Yorum: Hayatın Kıyısında - Jennifer Niven


Adı: Hayatın Kıyısında
Orijinal Adı: All the Bright Places
Yazarı: Jennifer Niven
Yayınevi: Pegasus Yayınları
Sayfa Sayısı: 384
Goodreads Puanı: 4.2
Seri: -
Puan vermedim çünkü puanlama sistemime oturtamadım.

Yaşamayı, ölmek isteyen bir çocuktan öğrenen bir kızın hikâyesi…

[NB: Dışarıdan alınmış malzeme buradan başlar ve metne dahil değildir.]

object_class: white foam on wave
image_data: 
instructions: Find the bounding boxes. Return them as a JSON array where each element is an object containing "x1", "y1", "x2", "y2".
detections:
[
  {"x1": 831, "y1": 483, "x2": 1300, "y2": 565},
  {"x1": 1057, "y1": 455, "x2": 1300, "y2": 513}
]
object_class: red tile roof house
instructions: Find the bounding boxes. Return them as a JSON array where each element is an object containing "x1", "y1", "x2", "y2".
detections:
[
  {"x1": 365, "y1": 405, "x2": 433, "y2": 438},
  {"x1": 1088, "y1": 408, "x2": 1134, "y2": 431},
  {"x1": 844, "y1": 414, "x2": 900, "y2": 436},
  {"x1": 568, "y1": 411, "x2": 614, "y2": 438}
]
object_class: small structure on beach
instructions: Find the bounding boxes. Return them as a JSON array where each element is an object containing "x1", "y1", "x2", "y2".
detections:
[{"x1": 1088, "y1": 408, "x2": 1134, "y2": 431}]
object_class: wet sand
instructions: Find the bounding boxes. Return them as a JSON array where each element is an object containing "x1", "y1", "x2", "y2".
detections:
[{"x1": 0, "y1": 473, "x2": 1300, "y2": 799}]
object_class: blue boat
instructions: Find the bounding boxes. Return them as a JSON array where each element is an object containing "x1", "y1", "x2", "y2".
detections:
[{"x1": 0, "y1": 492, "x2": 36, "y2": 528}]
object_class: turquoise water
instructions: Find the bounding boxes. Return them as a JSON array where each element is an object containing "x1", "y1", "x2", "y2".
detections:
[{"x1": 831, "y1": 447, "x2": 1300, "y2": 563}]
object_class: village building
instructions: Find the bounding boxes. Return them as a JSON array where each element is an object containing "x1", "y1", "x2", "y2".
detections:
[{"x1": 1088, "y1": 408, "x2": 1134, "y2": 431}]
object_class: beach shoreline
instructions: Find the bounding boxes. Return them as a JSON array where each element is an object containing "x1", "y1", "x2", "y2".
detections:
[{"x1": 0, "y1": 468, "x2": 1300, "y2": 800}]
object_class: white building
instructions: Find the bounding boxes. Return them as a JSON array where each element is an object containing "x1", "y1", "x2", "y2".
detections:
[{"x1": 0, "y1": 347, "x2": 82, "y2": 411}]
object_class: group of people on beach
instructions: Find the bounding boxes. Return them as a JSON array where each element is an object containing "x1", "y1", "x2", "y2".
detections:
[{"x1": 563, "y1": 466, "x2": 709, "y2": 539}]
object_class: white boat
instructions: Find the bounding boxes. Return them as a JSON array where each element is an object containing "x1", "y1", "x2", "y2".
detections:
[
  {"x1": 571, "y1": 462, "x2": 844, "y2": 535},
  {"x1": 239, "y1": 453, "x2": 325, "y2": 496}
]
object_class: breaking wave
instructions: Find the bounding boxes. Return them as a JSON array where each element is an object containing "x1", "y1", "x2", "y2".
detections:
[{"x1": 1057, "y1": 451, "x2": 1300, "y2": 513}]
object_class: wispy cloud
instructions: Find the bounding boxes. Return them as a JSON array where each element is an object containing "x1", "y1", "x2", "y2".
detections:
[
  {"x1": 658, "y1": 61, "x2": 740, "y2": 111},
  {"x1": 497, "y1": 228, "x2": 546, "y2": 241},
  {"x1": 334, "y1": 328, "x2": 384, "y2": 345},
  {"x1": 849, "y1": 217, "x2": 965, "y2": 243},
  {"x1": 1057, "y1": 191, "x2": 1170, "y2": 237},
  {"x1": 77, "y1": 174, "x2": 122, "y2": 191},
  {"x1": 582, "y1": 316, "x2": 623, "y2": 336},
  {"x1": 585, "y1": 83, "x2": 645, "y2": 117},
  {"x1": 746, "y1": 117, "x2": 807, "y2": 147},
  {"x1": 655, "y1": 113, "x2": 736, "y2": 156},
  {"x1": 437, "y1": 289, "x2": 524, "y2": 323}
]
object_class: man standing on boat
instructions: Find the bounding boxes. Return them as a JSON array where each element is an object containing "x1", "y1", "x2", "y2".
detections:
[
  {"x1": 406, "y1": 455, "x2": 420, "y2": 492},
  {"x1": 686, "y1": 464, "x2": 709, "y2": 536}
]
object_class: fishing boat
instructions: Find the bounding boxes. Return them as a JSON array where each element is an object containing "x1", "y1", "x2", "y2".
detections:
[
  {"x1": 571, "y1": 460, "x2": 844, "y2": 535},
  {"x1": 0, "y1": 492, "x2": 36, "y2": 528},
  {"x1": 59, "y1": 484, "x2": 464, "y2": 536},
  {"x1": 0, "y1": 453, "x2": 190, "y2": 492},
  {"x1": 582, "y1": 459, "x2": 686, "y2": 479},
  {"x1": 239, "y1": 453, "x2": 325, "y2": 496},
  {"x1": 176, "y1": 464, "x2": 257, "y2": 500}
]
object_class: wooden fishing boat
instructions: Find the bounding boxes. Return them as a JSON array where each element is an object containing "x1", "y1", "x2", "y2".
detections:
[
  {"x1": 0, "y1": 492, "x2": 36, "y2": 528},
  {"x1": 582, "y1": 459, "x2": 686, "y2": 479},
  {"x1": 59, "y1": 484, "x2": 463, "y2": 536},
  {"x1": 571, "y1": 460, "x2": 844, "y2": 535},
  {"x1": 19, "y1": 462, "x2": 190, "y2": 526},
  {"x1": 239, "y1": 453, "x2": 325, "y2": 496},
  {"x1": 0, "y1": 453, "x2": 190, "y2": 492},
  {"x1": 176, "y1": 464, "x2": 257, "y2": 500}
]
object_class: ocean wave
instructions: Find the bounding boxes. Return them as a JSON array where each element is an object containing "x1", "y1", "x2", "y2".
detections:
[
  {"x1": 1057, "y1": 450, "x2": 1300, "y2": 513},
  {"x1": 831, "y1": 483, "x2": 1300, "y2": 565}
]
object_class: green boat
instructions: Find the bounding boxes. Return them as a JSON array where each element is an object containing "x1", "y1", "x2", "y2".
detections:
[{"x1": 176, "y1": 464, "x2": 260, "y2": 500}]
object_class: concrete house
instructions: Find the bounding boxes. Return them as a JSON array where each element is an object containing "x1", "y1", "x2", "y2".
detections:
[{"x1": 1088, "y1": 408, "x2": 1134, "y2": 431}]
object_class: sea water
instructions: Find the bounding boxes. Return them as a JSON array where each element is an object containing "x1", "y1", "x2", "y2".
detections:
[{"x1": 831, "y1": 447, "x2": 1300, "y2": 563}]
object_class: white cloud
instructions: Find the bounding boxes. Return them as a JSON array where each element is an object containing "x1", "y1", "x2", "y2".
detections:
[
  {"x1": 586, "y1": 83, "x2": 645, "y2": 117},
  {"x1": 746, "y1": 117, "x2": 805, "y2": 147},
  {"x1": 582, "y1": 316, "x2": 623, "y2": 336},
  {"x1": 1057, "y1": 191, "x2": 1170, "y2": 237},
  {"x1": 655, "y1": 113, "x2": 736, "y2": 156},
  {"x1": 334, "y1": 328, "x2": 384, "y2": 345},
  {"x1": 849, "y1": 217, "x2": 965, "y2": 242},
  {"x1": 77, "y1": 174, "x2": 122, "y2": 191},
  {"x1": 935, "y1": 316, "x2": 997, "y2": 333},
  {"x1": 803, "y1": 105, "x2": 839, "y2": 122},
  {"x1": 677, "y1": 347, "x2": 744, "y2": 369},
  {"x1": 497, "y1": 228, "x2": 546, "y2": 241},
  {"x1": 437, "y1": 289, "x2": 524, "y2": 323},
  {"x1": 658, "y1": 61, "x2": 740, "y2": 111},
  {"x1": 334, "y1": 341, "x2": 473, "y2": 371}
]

Ölümü büyüleyici bulan Theodore Finch sık sık kendini öldürebileceği yöntemler düşünür ancak her seferinde, küçücük bir güzellik bile ona engel olur.

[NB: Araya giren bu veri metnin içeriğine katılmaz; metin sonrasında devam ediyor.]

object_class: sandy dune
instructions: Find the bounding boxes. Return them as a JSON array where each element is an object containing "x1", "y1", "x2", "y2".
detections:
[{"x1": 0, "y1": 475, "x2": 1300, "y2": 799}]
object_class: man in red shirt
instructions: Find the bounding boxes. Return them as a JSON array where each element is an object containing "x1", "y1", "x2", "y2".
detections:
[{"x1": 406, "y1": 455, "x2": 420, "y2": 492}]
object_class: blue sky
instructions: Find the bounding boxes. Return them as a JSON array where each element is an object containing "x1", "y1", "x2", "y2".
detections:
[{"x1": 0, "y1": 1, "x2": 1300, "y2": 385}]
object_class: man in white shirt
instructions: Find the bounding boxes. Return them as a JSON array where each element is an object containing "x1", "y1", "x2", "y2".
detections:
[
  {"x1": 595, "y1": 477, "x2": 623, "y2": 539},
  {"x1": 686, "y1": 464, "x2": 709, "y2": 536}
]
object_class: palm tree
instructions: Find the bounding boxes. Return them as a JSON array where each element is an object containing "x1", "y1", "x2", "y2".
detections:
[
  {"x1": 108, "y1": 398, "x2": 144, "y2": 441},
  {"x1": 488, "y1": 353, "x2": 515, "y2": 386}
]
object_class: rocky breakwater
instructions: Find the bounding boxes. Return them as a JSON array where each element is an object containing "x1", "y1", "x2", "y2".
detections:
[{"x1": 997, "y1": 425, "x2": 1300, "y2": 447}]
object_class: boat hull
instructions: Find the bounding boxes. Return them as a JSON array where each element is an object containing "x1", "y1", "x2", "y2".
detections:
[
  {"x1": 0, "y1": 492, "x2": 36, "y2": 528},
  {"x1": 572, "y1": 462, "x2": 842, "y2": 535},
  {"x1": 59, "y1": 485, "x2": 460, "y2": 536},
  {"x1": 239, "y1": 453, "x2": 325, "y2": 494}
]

Violet Markey ise yaşadığı kasabadan ve ablasının ölümünün yarattığı dayanılmaz acıdan kaçmak için mezuniyetine kalan günleri sayarak geleceği dört gözle beklemektedir.

Finch ve Violet okullarındaki çan kulesinin tepesinde karşılaştıklarında kimin kimi kurtardığı belirsizdir. Bu tuhaf ikili, bir proje ödevinde eşleştiklerinde yol onları nereye götürürse; tıpkı hayat gibi büyük, küçük, tuhaf, güzel, çirkin, şaşırtıcı yerlere giderler. Kısa süre sonra, Finch yalnızca Violet'layken kendi olabildiğini; tuhaf, eğlenceli, hayatı doyasıya yaşayabilen ve ucubelikten uzak bir gence dönüştüğünü keşfeder. Violet da yalnızca Finch'leyken günlerin hesabını tutmadan yaşayabilmektedir. Ancak Violet'ın dünyası büyürken Finch'inki küçülmektedir…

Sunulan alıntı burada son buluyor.